生理学に生物学、解剖学に血液学、公衆衛生学に免疫学…
分かってはいたもののエベレストに到達しちゃうんじゃないかと思われるほどの書物が、一気に配布された。
どうやって持ち帰れと言うのだ。
ようやく私は現実を知る。
周りを見渡す。
そこは一面お花畑ならぬ
「お利口ちゃんの無菌室」
という具合。
つまり同士となる仲間は、仲間にも同士にもなれそうもなく。
私は一層、都会の孤独感に埋め尽くされたのである。
それでも勉強自体は楽しかった。
勉強量が半端ないカリキュラムだから、週に換算しても睡眠時間は平均4時間以内はザラだったように思うけど、やりがいみたいなのを感じた。

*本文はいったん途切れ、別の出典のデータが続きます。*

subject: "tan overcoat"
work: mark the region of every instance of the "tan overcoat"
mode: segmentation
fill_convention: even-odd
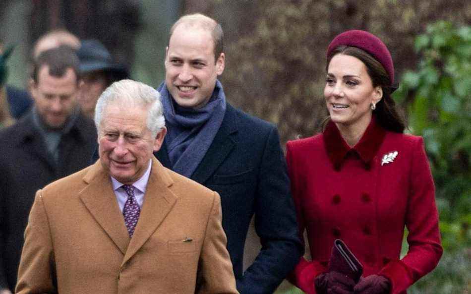
[[[130,239],[98,161],[36,194],[16,292],[236,294],[215,192],[155,158]]]

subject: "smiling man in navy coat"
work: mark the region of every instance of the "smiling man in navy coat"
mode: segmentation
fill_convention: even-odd
[[[239,292],[272,293],[303,248],[276,128],[231,106],[217,79],[225,66],[223,36],[219,24],[200,14],[183,16],[172,27],[165,82],[158,89],[168,133],[155,154],[165,166],[221,195]],[[262,249],[243,272],[254,214]]]

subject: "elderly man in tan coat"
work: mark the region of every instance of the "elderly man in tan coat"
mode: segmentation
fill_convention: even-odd
[[[37,193],[16,292],[236,294],[219,195],[152,156],[159,93],[115,83],[95,122],[100,160]]]

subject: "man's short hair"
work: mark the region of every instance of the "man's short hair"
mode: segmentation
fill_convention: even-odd
[[[159,92],[140,82],[121,80],[112,84],[98,98],[95,108],[95,124],[99,133],[103,113],[109,105],[117,102],[126,108],[145,106],[148,110],[147,128],[153,137],[155,137],[165,126],[164,110]]]
[[[55,29],[49,31],[34,42],[31,52],[32,60],[37,59],[44,51],[60,45],[67,45],[77,50],[80,47],[80,40],[65,29]]]
[[[177,21],[177,22],[172,26],[170,29],[170,35],[169,36],[169,44],[170,44],[170,38],[174,33],[175,29],[178,25],[183,24],[188,26],[195,26],[200,27],[204,30],[209,31],[213,38],[214,43],[214,59],[217,60],[221,54],[224,51],[224,32],[221,25],[216,20],[211,17],[206,16],[201,13],[194,13],[183,15]]]
[[[77,82],[80,80],[78,71],[78,58],[75,51],[66,45],[62,45],[44,51],[39,55],[34,60],[31,78],[35,83],[38,83],[39,71],[44,65],[49,67],[49,75],[57,77],[61,77],[65,74],[69,68],[75,73]]]

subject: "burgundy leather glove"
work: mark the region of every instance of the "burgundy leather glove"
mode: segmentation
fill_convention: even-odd
[[[353,288],[355,294],[388,294],[391,283],[389,280],[377,275],[371,275],[360,280]]]
[[[317,294],[353,294],[355,282],[343,274],[331,271],[317,276],[314,286]]]

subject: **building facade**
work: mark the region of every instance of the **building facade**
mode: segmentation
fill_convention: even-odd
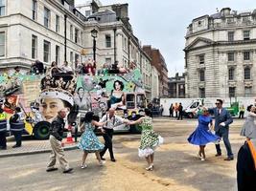
[[[165,59],[158,49],[152,49],[151,46],[143,46],[143,51],[151,58],[151,66],[154,66],[159,73],[158,88],[159,97],[168,96],[168,70]]]
[[[185,98],[185,74],[178,75],[178,73],[176,73],[175,77],[170,77],[168,86],[169,97]]]
[[[185,38],[186,97],[256,96],[256,10],[195,18]]]

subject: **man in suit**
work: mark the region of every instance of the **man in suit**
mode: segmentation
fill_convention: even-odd
[[[222,108],[222,103],[223,101],[221,99],[217,99],[216,108],[213,109],[213,113],[215,116],[214,131],[217,136],[223,138],[227,152],[227,158],[224,159],[224,160],[233,160],[234,156],[228,139],[229,124],[233,122],[233,118],[229,114],[229,112],[226,109]],[[216,157],[221,156],[221,149],[220,142],[215,146],[217,150]]]

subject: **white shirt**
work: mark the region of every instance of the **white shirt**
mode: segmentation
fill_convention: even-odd
[[[107,115],[107,118],[106,118],[106,115]],[[105,125],[104,126],[104,128],[106,129],[113,129],[115,126],[120,125],[122,123],[124,123],[125,118],[122,118],[121,117],[118,117],[116,115],[114,115],[111,118],[109,117],[109,115],[106,114],[105,115],[102,119],[100,120],[100,122],[105,122]]]

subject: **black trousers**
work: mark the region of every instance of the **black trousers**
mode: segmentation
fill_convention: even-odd
[[[113,138],[113,129],[106,129],[104,128],[105,134],[104,134],[104,139],[105,139],[105,147],[104,150],[100,153],[101,157],[103,157],[105,153],[105,151],[108,149],[109,155],[111,159],[114,159],[113,154],[113,145],[112,145],[112,138]]]
[[[0,147],[6,148],[6,132],[0,132]]]
[[[16,145],[21,146],[22,131],[12,131],[12,134],[14,135]]]
[[[178,120],[179,120],[179,119],[181,119],[181,120],[183,119],[183,112],[182,112],[182,111],[178,113],[177,119],[178,119]]]

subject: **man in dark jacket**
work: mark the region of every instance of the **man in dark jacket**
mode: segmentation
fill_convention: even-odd
[[[69,167],[68,161],[64,159],[64,151],[61,146],[65,117],[66,110],[62,109],[58,113],[58,117],[53,120],[50,128],[50,144],[52,153],[50,156],[50,162],[47,165],[47,172],[58,170],[58,168],[55,167],[56,158],[58,159],[63,173],[70,173],[73,170],[73,168]]]
[[[238,191],[256,188],[256,139],[246,140],[240,148],[237,160]]]

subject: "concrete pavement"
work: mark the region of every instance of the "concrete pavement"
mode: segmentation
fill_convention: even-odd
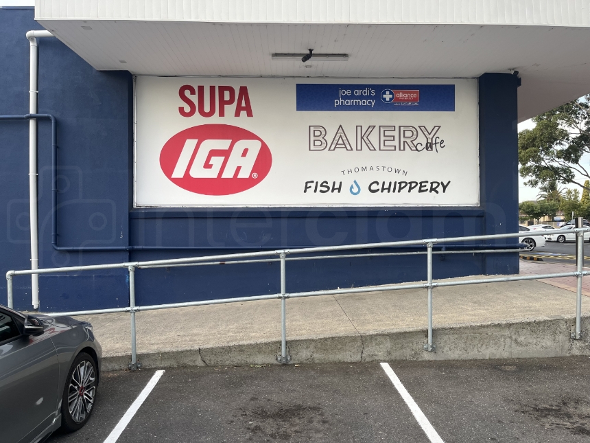
[[[523,274],[571,269],[521,262]],[[288,299],[290,353],[294,363],[589,353],[586,341],[569,339],[576,279],[552,280],[435,288],[436,352],[422,350],[427,326],[425,289]],[[585,293],[590,295],[587,284]],[[590,327],[590,304],[582,302],[582,312],[585,327]],[[139,312],[139,360],[144,367],[276,363],[280,315],[278,299]],[[94,326],[104,369],[126,367],[129,315],[80,318]]]

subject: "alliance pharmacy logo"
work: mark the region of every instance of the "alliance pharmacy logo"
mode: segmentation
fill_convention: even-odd
[[[191,192],[230,195],[262,181],[272,155],[255,134],[228,124],[193,126],[162,148],[160,167],[170,181]]]
[[[384,89],[381,100],[385,103],[418,103],[420,101],[420,91]]]

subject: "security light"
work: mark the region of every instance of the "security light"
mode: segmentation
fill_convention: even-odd
[[[303,63],[305,63],[305,62],[307,62],[308,60],[309,60],[309,59],[311,58],[311,56],[313,56],[313,55],[314,55],[314,54],[312,54],[312,52],[314,52],[314,49],[309,49],[309,54],[305,54],[305,56],[303,56],[303,57],[301,57],[301,61],[302,61],[302,62],[303,62]]]
[[[305,62],[309,61],[311,58],[311,52],[312,50],[313,49],[309,50],[309,54],[273,54],[271,56],[271,59],[277,61],[300,60],[305,63]],[[317,62],[345,62],[349,59],[349,54],[314,54],[313,56],[314,61]]]

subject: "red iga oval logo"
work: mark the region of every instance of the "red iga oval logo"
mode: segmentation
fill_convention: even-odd
[[[272,155],[259,137],[229,124],[180,131],[160,152],[160,167],[175,185],[204,195],[230,195],[256,186],[270,170]]]

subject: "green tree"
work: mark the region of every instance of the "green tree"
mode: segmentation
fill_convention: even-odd
[[[519,134],[520,174],[526,185],[574,183],[588,189],[576,174],[590,180],[582,158],[590,153],[590,94],[533,118],[536,126]]]
[[[558,208],[558,203],[545,200],[523,201],[519,205],[519,209],[528,216],[526,218],[528,220],[539,219],[544,216],[554,217]]]
[[[580,203],[580,192],[577,189],[565,190],[559,205],[559,209],[563,211],[565,219],[569,220],[572,212],[574,216],[580,215],[582,208],[582,205]]]
[[[584,182],[584,190],[582,191],[582,197],[580,198],[580,203],[582,206],[586,206],[590,204],[590,180],[587,180]]]
[[[557,183],[550,183],[541,188],[541,192],[537,194],[537,200],[546,200],[547,201],[561,201],[563,196],[563,188],[557,187]]]

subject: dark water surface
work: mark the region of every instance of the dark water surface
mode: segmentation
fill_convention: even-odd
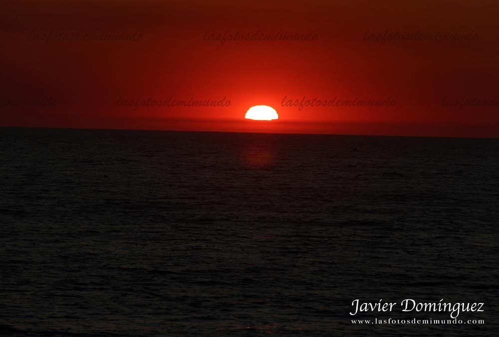
[[[0,336],[498,336],[498,140],[3,128],[0,144]],[[357,299],[398,304],[353,317]],[[485,323],[351,322],[449,319],[405,299],[485,302],[459,318]]]

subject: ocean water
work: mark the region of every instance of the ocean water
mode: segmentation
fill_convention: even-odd
[[[0,336],[497,336],[499,140],[0,129]],[[357,151],[353,149],[356,148]],[[485,303],[478,324],[352,303]]]

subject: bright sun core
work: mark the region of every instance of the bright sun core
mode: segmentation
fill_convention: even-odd
[[[272,120],[279,118],[275,109],[268,105],[255,105],[248,109],[245,118],[253,120]]]

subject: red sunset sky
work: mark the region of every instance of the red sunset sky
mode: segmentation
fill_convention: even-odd
[[[499,2],[419,1],[3,1],[0,125],[499,137]],[[133,34],[132,41],[47,43]],[[466,40],[369,40],[385,31]],[[209,31],[208,35],[207,32]],[[214,33],[317,34],[313,41],[221,41]],[[369,32],[367,33],[367,32]],[[118,106],[123,99],[230,105]],[[293,100],[385,100],[392,106],[283,106]],[[11,104],[47,99],[54,106]],[[475,98],[486,106],[443,106]],[[475,101],[476,103],[476,101]],[[279,119],[244,119],[269,105]]]

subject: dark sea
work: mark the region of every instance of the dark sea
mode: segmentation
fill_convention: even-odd
[[[498,139],[3,128],[0,172],[1,336],[499,336]],[[352,323],[451,319],[405,299],[484,311]]]

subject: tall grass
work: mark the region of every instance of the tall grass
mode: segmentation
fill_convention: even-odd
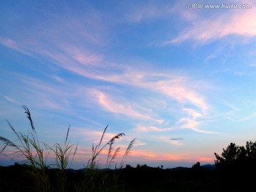
[[[9,122],[10,128],[18,139],[17,143],[14,143],[9,139],[0,137],[0,141],[5,144],[1,153],[4,151],[6,146],[14,149],[14,154],[17,154],[24,159],[23,162],[31,165],[31,170],[29,174],[34,179],[36,190],[38,191],[49,191],[50,181],[48,179],[48,166],[46,164],[48,153],[44,151],[41,142],[39,142],[36,130],[35,129],[31,114],[28,108],[23,105],[25,113],[29,119],[31,127],[27,134],[17,132]]]
[[[14,155],[23,158],[22,162],[30,166],[28,174],[33,179],[35,190],[43,192],[68,191],[69,183],[67,181],[65,169],[69,164],[71,166],[77,152],[78,144],[75,146],[70,144],[69,137],[70,127],[68,127],[63,143],[62,144],[55,143],[51,146],[38,140],[31,112],[26,105],[22,107],[25,110],[25,113],[30,122],[28,134],[17,132],[11,123],[7,121],[18,139],[17,142],[13,142],[7,138],[0,136],[0,142],[4,144],[0,154],[3,154],[7,146],[10,146],[14,149]],[[111,174],[106,174],[99,171],[100,154],[102,153],[103,150],[107,149],[106,168],[110,169],[120,151],[119,146],[114,150],[114,144],[117,139],[125,136],[125,134],[124,133],[117,134],[105,143],[104,139],[107,127],[108,126],[105,128],[99,143],[96,145],[92,144],[92,157],[87,163],[81,181],[79,183],[75,183],[73,188],[75,191],[108,191],[116,188],[118,175],[114,171]],[[119,169],[123,166],[124,160],[130,153],[134,142],[135,139],[129,143],[126,149],[119,166]],[[50,156],[53,156],[55,163],[48,165],[46,161]],[[54,170],[55,170],[55,176],[57,176],[55,178],[57,188],[50,185],[49,168],[55,168]]]
[[[47,146],[47,148],[53,153],[55,156],[57,175],[57,188],[58,191],[65,191],[68,188],[67,176],[65,169],[68,167],[70,157],[72,157],[70,166],[78,149],[78,144],[73,150],[74,145],[70,144],[70,139],[68,137],[70,126],[68,127],[67,134],[63,144],[61,145],[55,143],[53,147]]]
[[[92,158],[89,159],[85,171],[83,174],[82,181],[80,183],[77,191],[115,191],[117,189],[117,181],[119,175],[114,171],[111,174],[106,172],[99,171],[99,162],[100,159],[100,154],[102,151],[107,149],[106,168],[110,169],[114,159],[115,159],[120,151],[120,147],[118,146],[114,151],[114,144],[116,140],[125,136],[124,133],[119,133],[112,137],[107,142],[103,143],[103,139],[108,126],[107,126],[102,134],[100,140],[97,145],[92,144]],[[128,146],[123,156],[121,164],[124,162],[124,159],[129,154],[133,144],[135,141],[134,139]]]

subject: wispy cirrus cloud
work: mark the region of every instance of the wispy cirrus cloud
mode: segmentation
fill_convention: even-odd
[[[23,54],[32,55],[36,58],[43,57],[45,60],[46,59],[55,65],[82,77],[92,80],[100,80],[105,83],[111,83],[111,87],[120,85],[129,86],[135,92],[138,90],[141,90],[145,92],[149,92],[151,95],[154,95],[154,97],[151,97],[150,95],[148,95],[149,99],[162,100],[164,98],[164,103],[175,102],[181,105],[180,107],[183,107],[182,106],[184,105],[191,105],[191,108],[187,107],[183,110],[185,113],[181,114],[183,117],[177,120],[177,124],[181,124],[182,128],[188,128],[200,132],[198,128],[199,122],[197,119],[203,118],[208,114],[208,104],[204,97],[198,91],[199,88],[204,88],[203,85],[197,85],[197,82],[195,83],[195,82],[192,83],[191,79],[184,75],[165,74],[152,72],[150,70],[142,71],[137,70],[132,67],[122,67],[118,64],[110,63],[104,59],[104,55],[90,52],[83,46],[74,46],[68,43],[56,44],[55,46],[58,48],[52,50],[45,47],[45,44],[38,42],[35,42],[35,43],[39,43],[38,46],[36,44],[31,46],[31,43],[21,45],[14,40],[11,40],[11,44],[15,45],[15,48],[8,46],[8,44],[4,45],[20,51]],[[26,50],[25,52],[23,51],[23,49]],[[28,81],[27,83],[31,84],[32,82]],[[63,80],[62,82],[63,82]],[[42,86],[38,83],[37,85],[38,88]],[[41,89],[47,90],[50,87],[41,87]],[[48,91],[52,92],[56,91],[54,87],[50,89]],[[107,94],[100,90],[97,90],[97,88],[94,90],[90,92],[91,95],[92,94],[94,95],[91,99],[107,111],[132,118],[141,119],[144,121],[148,120],[149,122],[153,123],[153,125],[146,128],[148,122],[146,125],[139,127],[137,129],[137,131],[162,132],[171,131],[173,129],[170,124],[167,124],[165,127],[163,126],[159,127],[159,124],[166,124],[161,117],[161,110],[168,110],[164,103],[163,105],[165,106],[156,107],[156,106],[153,107],[148,102],[146,104],[146,102],[144,102],[139,95],[137,95],[139,100],[131,100],[125,96],[122,98],[120,95],[114,96],[111,91],[107,92]],[[58,95],[60,94],[58,92],[55,94],[55,95]],[[70,97],[67,94],[65,95],[67,97]],[[94,100],[93,97],[97,98],[97,100]],[[48,102],[48,105],[52,107],[56,108],[58,107],[53,106],[53,102],[50,102],[50,100],[46,100],[46,101]]]
[[[250,2],[252,4],[252,2]],[[222,12],[215,16],[204,18],[200,15],[188,17],[191,26],[184,28],[180,34],[164,44],[176,43],[186,40],[204,43],[221,38],[228,36],[238,36],[244,38],[256,36],[256,12],[252,9],[234,9]],[[230,10],[229,10],[230,11]],[[241,27],[242,26],[242,27]]]

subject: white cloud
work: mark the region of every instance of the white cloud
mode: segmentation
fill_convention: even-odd
[[[230,35],[245,38],[256,36],[256,11],[253,6],[248,9],[223,11],[218,16],[215,14],[208,18],[198,16],[187,20],[191,23],[191,26],[183,28],[176,38],[164,44],[189,39],[204,43]]]

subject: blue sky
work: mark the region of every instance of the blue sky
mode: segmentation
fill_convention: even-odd
[[[106,141],[125,133],[122,150],[137,139],[132,165],[213,164],[255,141],[256,5],[195,3],[1,1],[1,135],[15,141],[6,119],[27,132],[26,105],[42,142],[61,143],[70,125],[75,168],[107,124]]]

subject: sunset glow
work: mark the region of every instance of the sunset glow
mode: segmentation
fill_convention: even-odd
[[[28,132],[26,105],[43,142],[62,143],[70,125],[73,168],[107,125],[104,142],[125,134],[116,164],[137,139],[132,166],[214,164],[230,142],[255,142],[256,4],[201,1],[1,2],[1,136],[16,139],[6,120]],[[0,155],[0,165],[15,161]]]

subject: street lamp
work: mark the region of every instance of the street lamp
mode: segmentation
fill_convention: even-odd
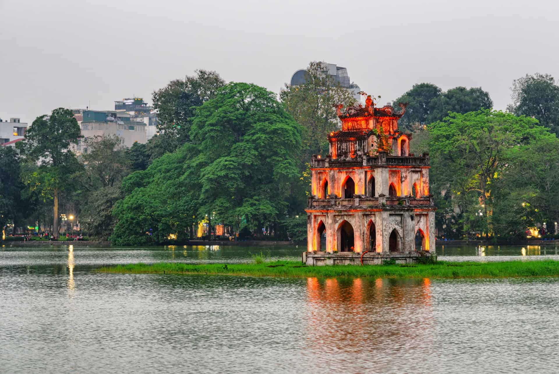
[[[73,216],[72,215],[70,214],[70,216],[68,217],[68,218],[69,218],[70,220],[72,221],[72,235],[74,235],[74,216]]]

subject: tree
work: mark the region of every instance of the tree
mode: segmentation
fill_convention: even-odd
[[[79,176],[84,190],[80,221],[91,236],[106,239],[112,231],[112,208],[123,197],[120,185],[130,172],[130,161],[116,135],[95,136],[86,143],[89,152],[82,155],[85,167]]]
[[[559,219],[559,139],[549,135],[510,150],[495,188],[494,226],[501,235]]]
[[[191,138],[200,148],[198,215],[241,219],[261,235],[285,216],[286,198],[300,176],[302,129],[262,87],[230,83],[196,110]]]
[[[406,112],[398,121],[403,130],[410,131],[414,124],[425,125],[428,117],[431,113],[431,102],[442,94],[442,91],[432,83],[423,83],[414,84],[411,89],[394,101],[393,105],[396,107],[398,103],[409,103]]]
[[[518,116],[533,117],[559,135],[559,86],[553,77],[526,74],[514,80],[511,89],[513,102],[508,110]]]
[[[551,136],[537,123],[525,116],[484,110],[451,113],[429,126],[432,188],[452,191],[465,215],[465,229],[492,229],[491,191],[495,179],[508,167],[511,150]]]
[[[153,107],[158,111],[160,146],[172,152],[190,140],[191,119],[195,108],[214,97],[225,82],[213,71],[197,70],[184,81],[172,81],[153,94]]]
[[[232,83],[196,111],[191,142],[122,182],[117,244],[186,238],[205,219],[261,233],[285,217],[299,182],[302,129],[273,92]],[[148,234],[146,234],[148,233]]]
[[[72,111],[58,108],[50,116],[37,117],[27,129],[25,140],[17,146],[30,160],[40,162],[53,190],[53,234],[58,235],[58,193],[68,182],[68,167],[75,165],[75,157],[69,149],[80,136],[78,121]]]
[[[16,217],[21,205],[23,186],[20,179],[19,157],[12,147],[0,147],[0,231]]]
[[[328,134],[335,130],[339,120],[334,106],[344,107],[357,103],[352,93],[325,73],[324,63],[312,61],[307,68],[306,82],[298,86],[286,84],[280,93],[285,110],[302,125],[302,164],[313,154],[327,153]]]
[[[481,87],[466,87],[451,88],[442,94],[434,97],[429,103],[429,113],[427,116],[427,123],[440,121],[446,117],[449,112],[467,113],[481,109],[491,109],[493,101],[489,93],[483,91]]]
[[[145,143],[135,143],[129,149],[126,150],[126,157],[130,162],[132,171],[145,170],[150,163],[150,154],[148,145]]]

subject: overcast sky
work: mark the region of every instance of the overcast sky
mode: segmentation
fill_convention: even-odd
[[[278,92],[311,60],[347,68],[381,103],[429,82],[481,87],[504,110],[513,79],[559,78],[558,11],[551,0],[0,0],[0,118],[151,103],[200,68]]]

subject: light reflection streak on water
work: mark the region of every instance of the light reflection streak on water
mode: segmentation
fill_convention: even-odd
[[[75,291],[75,283],[74,282],[74,267],[75,266],[75,263],[74,261],[73,245],[70,245],[68,247],[68,259],[67,262],[67,266],[68,266],[69,269],[68,281],[67,283],[68,295],[70,296],[72,296],[74,295],[74,291]]]
[[[149,253],[170,257],[165,251]],[[461,373],[559,367],[556,278],[130,275],[84,264],[142,260],[146,252],[0,251],[0,326],[6,326],[0,371]],[[484,259],[491,257],[506,257]]]

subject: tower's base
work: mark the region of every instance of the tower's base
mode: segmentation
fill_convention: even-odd
[[[363,255],[363,265],[381,265],[386,261],[394,261],[396,264],[411,264],[418,262],[420,258],[429,257],[434,254],[424,252],[411,253],[377,253],[369,252]],[[355,252],[303,252],[303,263],[309,266],[323,265],[361,265],[361,254]]]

ただ、やってもやっても終わりのない勉強時間は、今日ある未来が何か巨大なものに巻き込まれているようにも感じ、私が私じゃなくなるような。そんな不安は、何をしていても否めずにいた。
そんな時。
学部全体で飲み会が開催される。
運が良ければ、卒業するまでツルむお友達を見つけられるセレモニーなんだろうけれど、何分、箱の中は苦手。
二次会のカラオケで、つまらないので歌を歌った。
ところが、これが大変にウケたのだ。
私としては電子音で歌うのはシックリと来ず、あまり喜ばしいものではなかったけれど、みんなは違ったのだ。
カラオケがイコール「歌」そのものであり、上手い下手の基準にもなる。
もしかしたら、この時が
私の中で、世の中の基準というものを初めて意識した瞬間だったかもしれない。
そうして、その数週間後。
そのカラオケを機に、挨拶を交わすようになっていた一人からカラオケに誘われるのだ。
これが世の中の「付き合い」ってもんなんかね。
と思いながら、身支度をして出掛けていったのである。